Pictures are omnipresent on the social web. It is common to instantly post photos of all kinds of events to share with friends and followers. Also, businesses want to show presence on social networks and employ designated social media managers to represent the company and to communicate to customers.
Let's assume you work as a social media manager in a company. Your job is to communicate with customers and represent your company on various social media platforms. One part of your job is to share pictures of your company's work. Since you're serving multiple social media platforms, you always have to consider their specific aspect ratio requirements for images. One platform wants you to provide square photos, whereas another one asks for pictures in a wide landscape format.

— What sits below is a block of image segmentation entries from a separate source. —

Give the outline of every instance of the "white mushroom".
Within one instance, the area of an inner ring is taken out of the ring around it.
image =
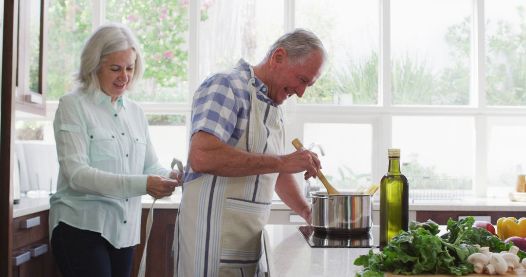
[[[484,272],[484,268],[489,261],[488,256],[482,253],[473,253],[468,257],[468,262],[473,264],[473,269],[479,274]]]
[[[501,254],[502,259],[506,261],[508,264],[508,271],[513,271],[515,268],[520,266],[520,259],[519,256],[513,253],[504,253]]]
[[[490,256],[490,263],[486,266],[486,270],[490,275],[495,273],[503,275],[508,271],[508,263],[500,254],[493,253]]]

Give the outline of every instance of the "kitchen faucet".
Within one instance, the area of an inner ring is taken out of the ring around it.
[[[321,144],[316,143],[316,142],[313,142],[309,145],[308,149],[310,151],[312,151],[314,147],[318,146],[318,148],[320,150],[320,154],[322,156],[325,156],[325,151],[323,151],[323,147]],[[312,151],[313,152],[313,151]],[[311,179],[309,178],[307,180],[305,181],[305,196],[309,197],[310,195],[309,193],[311,191],[317,191],[320,190],[320,185],[318,183],[318,179],[312,179],[312,184],[311,185]]]

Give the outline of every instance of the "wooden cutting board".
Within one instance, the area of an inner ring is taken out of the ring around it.
[[[383,272],[383,273],[384,273],[384,274],[386,274],[386,276],[396,276],[397,277],[401,277],[401,276],[406,276],[404,275],[400,275],[400,274],[396,275],[396,274],[392,274],[392,272]],[[444,276],[451,277],[452,276],[457,276],[457,275],[447,275],[447,274],[437,274],[437,275],[434,275],[434,274],[429,274],[429,273],[408,275],[408,277],[410,277],[411,276],[434,276],[434,277],[444,277]],[[513,271],[513,272],[508,272],[507,273],[506,273],[506,275],[498,275],[498,274],[495,274],[495,275],[488,275],[487,274],[477,274],[477,273],[471,273],[470,274],[464,275],[462,275],[462,276],[478,276],[479,277],[481,277],[482,276],[491,276],[492,277],[498,277],[499,276],[526,276],[526,269],[524,269],[524,268],[523,268],[522,266],[520,266],[520,267],[519,267],[519,268],[515,269],[515,271]]]

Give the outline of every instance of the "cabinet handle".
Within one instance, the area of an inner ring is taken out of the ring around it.
[[[31,253],[31,257],[38,257],[44,253],[47,252],[47,244],[41,244],[39,246],[36,246],[31,247],[29,249],[29,252]]]
[[[17,255],[17,254],[18,254]],[[29,251],[23,252],[20,253],[13,253],[13,265],[17,267],[21,264],[29,261],[31,259],[31,253]]]
[[[36,217],[20,221],[21,229],[29,229],[40,225],[40,217]]]

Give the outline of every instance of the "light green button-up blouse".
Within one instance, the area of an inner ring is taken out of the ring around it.
[[[60,169],[49,200],[49,233],[59,221],[99,232],[117,248],[140,243],[141,197],[148,174],[168,177],[139,105],[112,105],[100,90],[60,99],[53,127]]]

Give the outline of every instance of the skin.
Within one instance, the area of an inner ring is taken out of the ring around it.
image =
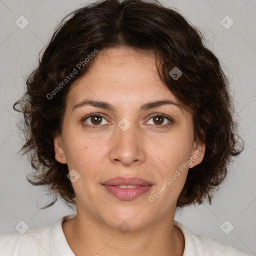
[[[54,139],[56,160],[80,175],[72,183],[77,216],[62,224],[68,242],[76,256],[182,256],[184,238],[174,220],[188,168],[154,202],[149,197],[196,152],[201,154],[190,168],[202,161],[206,147],[194,140],[192,115],[174,104],[138,112],[153,101],[179,104],[160,81],[153,55],[120,48],[100,52],[95,60],[67,96],[63,132]],[[86,99],[107,102],[116,112],[90,106],[72,110]],[[84,120],[94,113],[104,115],[101,122]],[[152,117],[156,114],[174,122],[162,118],[158,124]],[[132,124],[126,132],[118,126],[124,118]],[[118,176],[137,177],[154,186],[136,200],[122,200],[102,185]],[[126,234],[118,228],[124,221],[130,227]]]

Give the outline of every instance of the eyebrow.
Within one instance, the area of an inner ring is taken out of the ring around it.
[[[177,103],[172,102],[172,100],[167,100],[146,103],[146,104],[140,107],[140,110],[138,110],[138,112],[141,112],[142,111],[146,111],[149,110],[151,110],[152,108],[158,108],[164,105],[174,105],[174,106],[178,106],[183,112],[183,108],[180,105],[179,105]],[[98,102],[96,100],[83,100],[82,102],[78,103],[78,104],[76,105],[73,108],[73,111],[76,109],[82,108],[82,106],[94,106],[95,108],[99,108],[109,110],[112,111],[112,112],[116,112],[116,110],[114,106],[110,103],[104,102]]]

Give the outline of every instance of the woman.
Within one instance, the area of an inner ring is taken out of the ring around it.
[[[55,197],[46,208],[60,197],[77,214],[2,236],[4,255],[248,255],[174,220],[177,208],[210,203],[243,150],[228,80],[202,39],[140,0],[64,20],[14,109],[30,182]]]

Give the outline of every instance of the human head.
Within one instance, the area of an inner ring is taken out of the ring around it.
[[[188,172],[177,206],[202,204],[206,198],[210,202],[228,164],[241,152],[235,148],[228,79],[198,30],[174,10],[139,0],[92,4],[70,14],[54,32],[39,67],[27,80],[28,93],[14,105],[15,110],[21,104],[26,120],[22,150],[31,154],[38,171],[37,180],[30,183],[48,186],[56,196],[48,206],[58,195],[67,205],[75,204],[68,166],[56,160],[54,148],[54,138],[62,132],[66,98],[72,86],[90,72],[98,53],[122,46],[155,54],[161,80],[192,113],[194,140],[206,146],[204,160]],[[174,68],[182,72],[178,80],[170,75]],[[74,68],[78,74],[67,78]]]

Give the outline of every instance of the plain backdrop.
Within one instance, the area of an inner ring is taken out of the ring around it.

You are a busy person, you don't want to waste time on cropping hundreds of images into the proper format, but you also don't want to crop your pictures weirdly.
Suppose you want a portrait-oriented version of the following image. Simply choosing the center would lead to an odd picture containing only one half of the bird. What you want is the image to include the region of interest; here, probably the whole bird in the center of the image.
But how can we automatically find such image regions?
When humans look at images, they intuitively focus on significant elements of the photos first. If you look at the following pictures, ...
… you will probably notice that your first focus on the salient parts of the image (maybe the geyser or the sundown for the first image, and the reindeers on the road for the second image).
As it turns out, it is possible to train neural networks to predict such salient regions. A prediction of such a network is called a saliency map. It basically is a grayscale image of the same size as the picture. Each pixel intensity encodes the degree of saliency. These saliency maps allow us to find the best image region for a given aspect ratio.
But how can networks be trained to predict salient regions in a picture? And how do we, given the salience information, crop an image to an optimal region?
Fortunately, there was already a considerable amount of research regarding saliency prediction. Basically, there are two main approaches: attention-based saliency prediction and segmentation based saliency prediction. The first group focuses on predicting the center points of human attention regardless of object segmentation and boundaries, whereas the latter considers the most salient objects as a whole.
For our application, it seemed more suitable to choose an attention-based approach. We decided to go with an LSTM based model.
Briefly summarized, the approach works as follows: A deep convolutional neural network (CNN), pre-trained on image classification, acts as a feature extractor. The value of some intermediate layer (or hidden layer) is forwarded to the recurrent LSTM that further improves the prediction. The saliency map then is the output of the LSTM, combined with the Gaussian priors.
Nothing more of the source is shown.